Il modello pagano
FILIPPO GENTILONI

I mass-media, soprattutto italiani, stanno registrando un grande successo nella Giornata mondiale della gioventù di Colonia, anche al di là di quelle che l'hanno preceduta. Papa Benedetto si è posto in piena continuità con il suo predecessore: è inutile, a quanto sembra, rilevare qualche piccola differenza di impostazione: più popolare Giovanni Paolo II, leggermente più teologico Benedetto XVI. La sostanza del messaggio è la stessa e su di essa vale la pena di riflettere. Quale modello di cristianesimo - meglio di cattolicesimo - le Giornate mondiali della gioventù vogliono trasmettere al mondo? E quale rapporto fra questo e gli altri modelli? Ce lo domandiamo anche se è troppo arduo chiedersi quale sia il modello più vero, più autentico. E quale successo il modello «giovanile» potrà avere. Non si deve dimenticare, comunque, che nel cattolicesimo convivono da sempre modelli diversi, anche contrapposti: non soltanto don Giussani e l'Opus Dei, ma anche Madre Teresa di Calcutta e padre de Foucauld.

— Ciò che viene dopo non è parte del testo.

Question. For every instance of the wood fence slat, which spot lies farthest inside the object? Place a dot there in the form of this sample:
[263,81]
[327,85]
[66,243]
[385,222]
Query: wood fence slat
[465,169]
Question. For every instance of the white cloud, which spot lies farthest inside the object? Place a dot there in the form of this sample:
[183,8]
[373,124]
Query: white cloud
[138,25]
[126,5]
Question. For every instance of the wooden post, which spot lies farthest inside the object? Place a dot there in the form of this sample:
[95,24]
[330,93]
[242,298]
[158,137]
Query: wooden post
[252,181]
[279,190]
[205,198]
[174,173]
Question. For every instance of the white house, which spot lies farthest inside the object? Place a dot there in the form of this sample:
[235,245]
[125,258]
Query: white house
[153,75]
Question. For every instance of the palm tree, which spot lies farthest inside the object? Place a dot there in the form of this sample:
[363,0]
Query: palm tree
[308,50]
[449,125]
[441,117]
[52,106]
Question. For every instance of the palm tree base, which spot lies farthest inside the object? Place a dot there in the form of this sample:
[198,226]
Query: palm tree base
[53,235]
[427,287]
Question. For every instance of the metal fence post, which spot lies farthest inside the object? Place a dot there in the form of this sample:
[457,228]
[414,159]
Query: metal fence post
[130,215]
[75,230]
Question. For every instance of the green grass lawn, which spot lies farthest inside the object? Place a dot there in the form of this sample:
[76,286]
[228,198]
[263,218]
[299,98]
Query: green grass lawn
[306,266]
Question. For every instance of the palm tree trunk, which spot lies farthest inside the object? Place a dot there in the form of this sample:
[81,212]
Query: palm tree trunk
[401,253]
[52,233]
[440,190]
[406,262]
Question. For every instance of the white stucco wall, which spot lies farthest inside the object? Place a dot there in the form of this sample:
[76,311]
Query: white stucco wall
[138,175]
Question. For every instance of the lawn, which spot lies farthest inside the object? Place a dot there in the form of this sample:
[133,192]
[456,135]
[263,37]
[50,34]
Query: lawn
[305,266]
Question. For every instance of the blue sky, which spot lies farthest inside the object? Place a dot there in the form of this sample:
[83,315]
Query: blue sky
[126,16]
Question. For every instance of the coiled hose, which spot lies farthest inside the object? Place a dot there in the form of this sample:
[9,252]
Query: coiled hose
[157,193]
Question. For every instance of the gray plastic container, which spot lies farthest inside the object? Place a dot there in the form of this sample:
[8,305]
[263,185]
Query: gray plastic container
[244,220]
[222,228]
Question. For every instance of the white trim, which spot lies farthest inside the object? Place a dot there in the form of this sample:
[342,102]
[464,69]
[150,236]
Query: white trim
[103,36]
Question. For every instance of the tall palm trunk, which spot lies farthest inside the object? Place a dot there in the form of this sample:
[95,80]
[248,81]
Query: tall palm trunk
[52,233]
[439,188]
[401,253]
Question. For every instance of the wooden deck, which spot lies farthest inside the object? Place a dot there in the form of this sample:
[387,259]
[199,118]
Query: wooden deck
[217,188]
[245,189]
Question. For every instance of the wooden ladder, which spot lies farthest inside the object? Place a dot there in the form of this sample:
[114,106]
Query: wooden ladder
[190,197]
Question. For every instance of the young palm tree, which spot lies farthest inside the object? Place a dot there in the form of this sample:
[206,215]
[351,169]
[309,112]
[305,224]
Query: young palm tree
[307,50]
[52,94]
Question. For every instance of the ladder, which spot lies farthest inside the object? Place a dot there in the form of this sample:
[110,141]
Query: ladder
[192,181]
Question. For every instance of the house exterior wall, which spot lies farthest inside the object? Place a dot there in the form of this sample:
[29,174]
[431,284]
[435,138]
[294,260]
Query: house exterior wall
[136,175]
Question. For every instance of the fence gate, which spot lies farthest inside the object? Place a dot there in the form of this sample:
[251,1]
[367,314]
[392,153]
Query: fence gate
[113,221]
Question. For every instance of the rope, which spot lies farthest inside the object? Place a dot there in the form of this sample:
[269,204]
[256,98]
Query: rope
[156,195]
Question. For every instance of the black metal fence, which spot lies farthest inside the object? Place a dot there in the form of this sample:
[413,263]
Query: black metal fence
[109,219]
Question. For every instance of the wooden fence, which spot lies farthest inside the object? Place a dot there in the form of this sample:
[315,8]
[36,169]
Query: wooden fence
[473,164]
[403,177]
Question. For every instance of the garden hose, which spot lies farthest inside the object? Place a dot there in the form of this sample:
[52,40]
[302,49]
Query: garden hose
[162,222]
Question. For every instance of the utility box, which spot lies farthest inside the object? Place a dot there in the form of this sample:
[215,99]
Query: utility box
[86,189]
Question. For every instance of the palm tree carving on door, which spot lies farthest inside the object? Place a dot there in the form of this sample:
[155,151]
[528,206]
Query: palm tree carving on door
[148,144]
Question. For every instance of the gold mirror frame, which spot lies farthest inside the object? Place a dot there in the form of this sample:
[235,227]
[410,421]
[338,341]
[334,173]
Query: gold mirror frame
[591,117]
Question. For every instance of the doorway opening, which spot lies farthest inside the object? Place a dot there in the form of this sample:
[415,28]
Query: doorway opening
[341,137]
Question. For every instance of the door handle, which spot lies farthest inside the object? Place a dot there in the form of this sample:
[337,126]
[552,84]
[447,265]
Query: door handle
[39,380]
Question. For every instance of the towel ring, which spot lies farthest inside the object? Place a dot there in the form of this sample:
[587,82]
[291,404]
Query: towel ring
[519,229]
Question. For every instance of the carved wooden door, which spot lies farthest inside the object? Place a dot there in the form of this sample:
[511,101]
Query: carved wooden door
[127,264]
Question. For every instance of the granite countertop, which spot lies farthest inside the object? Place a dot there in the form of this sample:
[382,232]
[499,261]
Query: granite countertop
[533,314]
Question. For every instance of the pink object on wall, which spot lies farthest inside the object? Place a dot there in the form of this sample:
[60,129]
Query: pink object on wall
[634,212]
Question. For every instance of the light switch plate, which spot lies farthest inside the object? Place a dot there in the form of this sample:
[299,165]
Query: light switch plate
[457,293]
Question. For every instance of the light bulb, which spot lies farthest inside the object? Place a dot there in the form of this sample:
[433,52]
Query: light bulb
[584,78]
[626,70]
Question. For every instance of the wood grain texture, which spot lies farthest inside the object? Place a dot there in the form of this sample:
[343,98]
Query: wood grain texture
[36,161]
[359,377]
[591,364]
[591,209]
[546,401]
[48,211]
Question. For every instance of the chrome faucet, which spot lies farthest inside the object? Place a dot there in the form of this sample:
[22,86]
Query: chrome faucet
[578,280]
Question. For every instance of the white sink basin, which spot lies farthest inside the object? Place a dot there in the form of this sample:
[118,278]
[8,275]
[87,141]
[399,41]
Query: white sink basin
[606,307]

Oggi è tempo di crisi. Pochi fedeli a messa la domenica, poche vocazioni sacerdotali, morale sessuale dimenticata. E allora i giovani. Con i mass-media che ne diffondono il messaggio. Un messaggio di vitalità, di speranza, di coraggio. I giovani di Colonia dicono anche il prevalere dei nuovi «movimenti» sulle vecchie parrocchie: più attivi, più entusiasti, soprattutto più giovani. Il messaggio di Colonia non esclude certamente le verità del Vangelo, ma sottolinea piuttosto la felicità: quella vita «piena» che solo Cristo potrebbe procurare e che, tutto sommato, si accorda abbastanza bene con quel capitalismo che sta trionfando nel mondo, occidentale e non solo.

Ai non cristiani (cattolici) rimarrebbe l'incertezza, e con essa l'infelicità. E anche l'insuccesso. Un messaggio che non può non lasciare perplessi, soprattutto in tempi di ecumenismo e di globalizzazione. D'altronde il vitalismo, nelle sue varie forme, è sempre stato di matrice più pagana che cristiana. Nel mondo moderno poi e nella sua cultura, il vitalismo porta la firma più di Nietzsche che di Kierkegaard o di altri pensatori cristiani.

Il cristianesimo come religione prima di un bambino inerme poi di un crocefisso si è imposto nel mondo piuttosto come consolazione dei sofferenti che come bandiera dei vincitori, più come speranza di un'altra vita che come celebrazione di una vita già vissuta e vincente. In questo senso le famose beatitudini del vangelo: i poveri, gli assetati, i perseguitati, gli affamati ...: non i giovani né i baciati dalla felicità. Perciò possono apparire stonate le immagini del papa che entra a Colonia su una nave, quasi come nei trionfi degli antichi imperatori. Era meno peggio il più modesto papa mobile di Giovanni Paolo II: diceva paura e insicurezza più che trionfo.

È forse apparso a qualcuno quasi significativo quel vento che ha abbattuto il braccio della grande croce che i giovani portavano come bandiera della Giornata. Un incidente paradossalmente loquace? Come se la croce avesse voluto prendersi la sua rivincita.